1.2. The TOPO-EUROPE network

The TOPO-EUROPE network was officially launched during a symposium held in October 2005 in Heidelberg, Germany with the objective to tackle the challenges in continental topography research. TOPO-EUROPE aims at integrating European communities that hitherto have been active under discrete research and implementation schemes in the field of continental topography research. Subjects that have been addressed include land subsidence and uplift, and fluctuations of the erosional base level in response to sea-level changes and local tectonics.

The TOPO-EUROPE network serves as a vehicle to (i) advance the understanding of processes controlling topography development and related geohazards, (ii) promote Europe as international scientific leader in the new field of continental topography research, (iii) provide improved working opportunities for high-level researchers, and (iv) counteract the brain drain to areas outside Europe.
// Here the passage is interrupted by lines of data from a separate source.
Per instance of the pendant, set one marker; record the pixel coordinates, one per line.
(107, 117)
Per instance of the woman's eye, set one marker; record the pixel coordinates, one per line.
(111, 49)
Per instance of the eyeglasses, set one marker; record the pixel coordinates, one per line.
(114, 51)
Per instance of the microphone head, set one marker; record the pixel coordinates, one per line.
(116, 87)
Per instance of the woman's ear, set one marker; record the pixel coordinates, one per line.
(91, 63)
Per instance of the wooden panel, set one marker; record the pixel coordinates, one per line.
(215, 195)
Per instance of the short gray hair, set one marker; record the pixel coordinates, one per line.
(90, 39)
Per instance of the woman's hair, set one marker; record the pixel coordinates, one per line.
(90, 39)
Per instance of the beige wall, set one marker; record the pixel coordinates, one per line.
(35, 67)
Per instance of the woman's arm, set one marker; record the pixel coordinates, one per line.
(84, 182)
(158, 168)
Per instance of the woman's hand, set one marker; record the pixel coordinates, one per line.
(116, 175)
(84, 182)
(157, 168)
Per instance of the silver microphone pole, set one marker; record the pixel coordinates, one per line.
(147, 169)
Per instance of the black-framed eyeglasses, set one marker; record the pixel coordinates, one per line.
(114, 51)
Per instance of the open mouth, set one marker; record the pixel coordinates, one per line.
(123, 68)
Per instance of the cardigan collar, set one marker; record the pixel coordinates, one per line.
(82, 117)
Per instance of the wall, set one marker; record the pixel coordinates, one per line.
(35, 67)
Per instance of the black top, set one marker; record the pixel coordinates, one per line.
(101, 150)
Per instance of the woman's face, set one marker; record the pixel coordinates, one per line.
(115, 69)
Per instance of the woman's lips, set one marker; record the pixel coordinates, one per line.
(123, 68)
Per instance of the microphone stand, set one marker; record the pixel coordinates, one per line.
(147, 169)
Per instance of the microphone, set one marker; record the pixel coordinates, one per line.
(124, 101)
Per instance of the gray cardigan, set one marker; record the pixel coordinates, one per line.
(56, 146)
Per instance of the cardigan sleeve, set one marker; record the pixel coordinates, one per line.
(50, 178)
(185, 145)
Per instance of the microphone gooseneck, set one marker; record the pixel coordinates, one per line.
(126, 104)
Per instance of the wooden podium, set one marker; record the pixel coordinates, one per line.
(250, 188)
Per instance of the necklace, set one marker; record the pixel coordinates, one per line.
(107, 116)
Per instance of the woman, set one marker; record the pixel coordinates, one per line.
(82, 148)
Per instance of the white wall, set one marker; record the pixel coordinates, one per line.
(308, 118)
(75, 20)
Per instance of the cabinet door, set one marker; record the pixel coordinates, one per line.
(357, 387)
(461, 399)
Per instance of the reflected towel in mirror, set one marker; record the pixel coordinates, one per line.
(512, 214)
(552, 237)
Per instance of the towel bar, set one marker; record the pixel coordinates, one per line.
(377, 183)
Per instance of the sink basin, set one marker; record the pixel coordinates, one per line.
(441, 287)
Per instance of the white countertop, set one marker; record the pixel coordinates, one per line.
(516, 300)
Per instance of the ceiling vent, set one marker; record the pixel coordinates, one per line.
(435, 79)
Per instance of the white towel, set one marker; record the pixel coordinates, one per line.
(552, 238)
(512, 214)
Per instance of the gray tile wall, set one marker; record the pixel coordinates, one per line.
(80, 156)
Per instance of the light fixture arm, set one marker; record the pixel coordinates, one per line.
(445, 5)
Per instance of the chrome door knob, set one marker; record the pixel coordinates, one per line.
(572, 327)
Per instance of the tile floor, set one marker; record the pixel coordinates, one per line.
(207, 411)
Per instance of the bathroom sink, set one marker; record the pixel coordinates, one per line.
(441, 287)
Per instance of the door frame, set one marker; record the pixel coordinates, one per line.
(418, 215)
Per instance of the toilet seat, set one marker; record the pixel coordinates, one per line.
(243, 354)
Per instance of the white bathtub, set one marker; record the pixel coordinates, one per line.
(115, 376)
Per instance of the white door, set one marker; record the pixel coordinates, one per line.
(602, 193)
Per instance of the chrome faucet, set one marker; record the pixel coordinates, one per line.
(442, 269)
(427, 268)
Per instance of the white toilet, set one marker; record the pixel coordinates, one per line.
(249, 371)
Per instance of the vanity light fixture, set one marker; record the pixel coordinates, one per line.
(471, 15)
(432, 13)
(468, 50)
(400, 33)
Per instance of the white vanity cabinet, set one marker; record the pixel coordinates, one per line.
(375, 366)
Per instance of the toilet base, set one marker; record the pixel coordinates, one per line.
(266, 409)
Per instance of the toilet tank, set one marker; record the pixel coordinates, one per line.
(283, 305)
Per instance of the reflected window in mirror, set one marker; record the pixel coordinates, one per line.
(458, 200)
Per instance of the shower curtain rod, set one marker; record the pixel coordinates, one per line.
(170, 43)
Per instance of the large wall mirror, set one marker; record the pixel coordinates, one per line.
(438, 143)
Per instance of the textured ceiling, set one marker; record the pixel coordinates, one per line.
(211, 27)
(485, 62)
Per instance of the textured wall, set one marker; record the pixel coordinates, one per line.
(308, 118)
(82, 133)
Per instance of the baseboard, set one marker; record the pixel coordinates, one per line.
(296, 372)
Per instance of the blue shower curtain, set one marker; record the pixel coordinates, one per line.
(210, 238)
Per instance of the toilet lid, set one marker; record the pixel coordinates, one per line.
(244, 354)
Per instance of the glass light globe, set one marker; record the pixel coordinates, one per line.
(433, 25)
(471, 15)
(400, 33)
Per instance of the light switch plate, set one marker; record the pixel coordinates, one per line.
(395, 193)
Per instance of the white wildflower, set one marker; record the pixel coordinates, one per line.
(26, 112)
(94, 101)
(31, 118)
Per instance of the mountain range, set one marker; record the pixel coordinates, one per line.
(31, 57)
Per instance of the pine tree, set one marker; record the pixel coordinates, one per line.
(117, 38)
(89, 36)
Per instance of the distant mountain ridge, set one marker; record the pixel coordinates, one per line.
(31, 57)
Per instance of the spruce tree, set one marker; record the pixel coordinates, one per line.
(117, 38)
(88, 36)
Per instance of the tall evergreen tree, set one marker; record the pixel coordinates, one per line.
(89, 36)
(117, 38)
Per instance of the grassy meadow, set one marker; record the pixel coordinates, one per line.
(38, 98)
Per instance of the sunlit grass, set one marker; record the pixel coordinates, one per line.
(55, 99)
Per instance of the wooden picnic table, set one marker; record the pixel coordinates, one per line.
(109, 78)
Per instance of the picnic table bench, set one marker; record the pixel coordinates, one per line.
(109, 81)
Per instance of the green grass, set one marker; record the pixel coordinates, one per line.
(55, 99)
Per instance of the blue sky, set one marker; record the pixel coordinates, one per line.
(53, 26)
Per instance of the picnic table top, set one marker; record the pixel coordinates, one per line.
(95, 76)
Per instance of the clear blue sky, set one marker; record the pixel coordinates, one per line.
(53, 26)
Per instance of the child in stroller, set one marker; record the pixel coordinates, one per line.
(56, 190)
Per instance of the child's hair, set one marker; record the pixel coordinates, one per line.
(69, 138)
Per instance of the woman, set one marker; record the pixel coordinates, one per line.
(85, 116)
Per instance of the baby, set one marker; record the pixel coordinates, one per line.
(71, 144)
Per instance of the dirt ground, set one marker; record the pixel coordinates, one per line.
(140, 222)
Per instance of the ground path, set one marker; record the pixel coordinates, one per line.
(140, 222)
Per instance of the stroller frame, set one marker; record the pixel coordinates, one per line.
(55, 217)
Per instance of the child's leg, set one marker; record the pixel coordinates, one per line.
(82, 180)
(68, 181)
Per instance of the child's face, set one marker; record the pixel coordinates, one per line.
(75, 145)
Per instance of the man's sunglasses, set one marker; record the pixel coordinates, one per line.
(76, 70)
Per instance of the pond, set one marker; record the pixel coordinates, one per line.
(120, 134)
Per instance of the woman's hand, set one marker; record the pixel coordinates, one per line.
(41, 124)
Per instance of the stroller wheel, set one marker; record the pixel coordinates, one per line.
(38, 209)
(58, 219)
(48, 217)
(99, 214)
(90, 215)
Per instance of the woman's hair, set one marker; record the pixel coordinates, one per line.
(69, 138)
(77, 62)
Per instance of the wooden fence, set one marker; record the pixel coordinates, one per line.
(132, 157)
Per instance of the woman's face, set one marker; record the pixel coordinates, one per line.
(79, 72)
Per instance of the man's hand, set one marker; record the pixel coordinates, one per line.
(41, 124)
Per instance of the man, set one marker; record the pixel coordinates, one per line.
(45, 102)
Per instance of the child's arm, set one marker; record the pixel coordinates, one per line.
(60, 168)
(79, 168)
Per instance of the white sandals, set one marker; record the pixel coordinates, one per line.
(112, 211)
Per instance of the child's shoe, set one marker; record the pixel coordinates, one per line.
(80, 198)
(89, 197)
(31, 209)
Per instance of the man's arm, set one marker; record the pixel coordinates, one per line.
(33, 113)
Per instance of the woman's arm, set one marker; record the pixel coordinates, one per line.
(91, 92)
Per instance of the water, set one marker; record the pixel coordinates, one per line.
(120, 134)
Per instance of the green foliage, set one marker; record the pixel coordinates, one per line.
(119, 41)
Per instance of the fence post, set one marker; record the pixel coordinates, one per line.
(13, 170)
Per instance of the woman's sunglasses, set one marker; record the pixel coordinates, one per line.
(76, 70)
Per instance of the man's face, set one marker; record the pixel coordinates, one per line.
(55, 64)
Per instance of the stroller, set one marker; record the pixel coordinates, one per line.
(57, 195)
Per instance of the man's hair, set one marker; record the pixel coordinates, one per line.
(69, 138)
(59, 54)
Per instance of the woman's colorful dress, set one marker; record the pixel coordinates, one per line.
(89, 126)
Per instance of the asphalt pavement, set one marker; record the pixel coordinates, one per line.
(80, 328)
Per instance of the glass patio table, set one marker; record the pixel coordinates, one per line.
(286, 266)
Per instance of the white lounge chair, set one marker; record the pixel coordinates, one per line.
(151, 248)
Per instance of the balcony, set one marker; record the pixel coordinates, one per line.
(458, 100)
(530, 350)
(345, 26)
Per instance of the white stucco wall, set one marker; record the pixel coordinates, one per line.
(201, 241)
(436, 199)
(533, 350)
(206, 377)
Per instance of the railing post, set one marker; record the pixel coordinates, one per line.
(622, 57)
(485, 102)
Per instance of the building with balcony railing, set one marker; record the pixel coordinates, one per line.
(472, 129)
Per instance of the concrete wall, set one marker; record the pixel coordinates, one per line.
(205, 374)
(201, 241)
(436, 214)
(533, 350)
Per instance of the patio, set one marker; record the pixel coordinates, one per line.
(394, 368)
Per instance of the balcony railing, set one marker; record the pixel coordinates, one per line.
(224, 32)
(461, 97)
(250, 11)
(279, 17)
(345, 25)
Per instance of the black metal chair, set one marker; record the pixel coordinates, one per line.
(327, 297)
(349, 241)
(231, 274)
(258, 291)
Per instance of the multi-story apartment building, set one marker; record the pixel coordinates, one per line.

With the establishment of a strong network of collaborating institutes, the international TOPO-EUROPE project will be able to tackle a set of outstanding questions pertaining to lithospheric, surface and climate-related processes controlling the on-going topography evolution and related natural hazards of the Alps/Carpathians-Pannonian Basin System, the West and Central European Platform, the Apennines-Aegean-Anatolian region, the Iberian Peninsula, the Scandinavian Atlantic Margin, the East-European Platform and the Caucasus-Levant area. These natural laboratories comprise some of the best-documented orogens, sedimentary basins and continental margins worldwide. As such, they offer key study areas for the development of a new generation of models for on-going lithospheric deformation and its effect on continental topography development, both on regional and local scales.

Research will focus on the interplay between active tectonics, topography evolution, and related sea-level changes and drainage pattern development. This includes the development of an integrated observation and analysis strategy, focusing on large-scale changes in vulnerable areas of Europe. Geoprediction in poly-phase deformed and tectonically active orogenic systems requires multidisciplinary efforts and, therefore, the interaction and collaboration of researchers covering a broad field of expertise. Among other eminent scientific disciplines, geology, geophysics, geodesy, hydrology, climatology, as well as various fields of geotechnology will be integrated. TOPO-EUROPE will address several scientific issues of key relevance, such as (i) the 4D development of Europe’s topography, (ii) the quantification of source-to-sink relations to quantify sediment budgets, (iii) the quantification of land subsidence in the basins and deltas of Europe, (iv) the quantification of land uplift in orogenic and intraplate domains, (v) the quantification of tectonically controlled river evolution and (vi) the effects of climate changes.

This paper aims at giving an overview on continental topography research, its future challenges and expected breakthroughs. Its first part summarizes old and new methods and techniques available to TOPO-EUROPE researchers. Its second part discusses the state of research in some of the ‘natural laboratories’ that have been selected as targets for TOPO-EUROPE research during the next 10 years. In the third part of this paper the TOPO-EUROPE science plan is presented, including specific targets and expected deliverables of the programme in the years to come.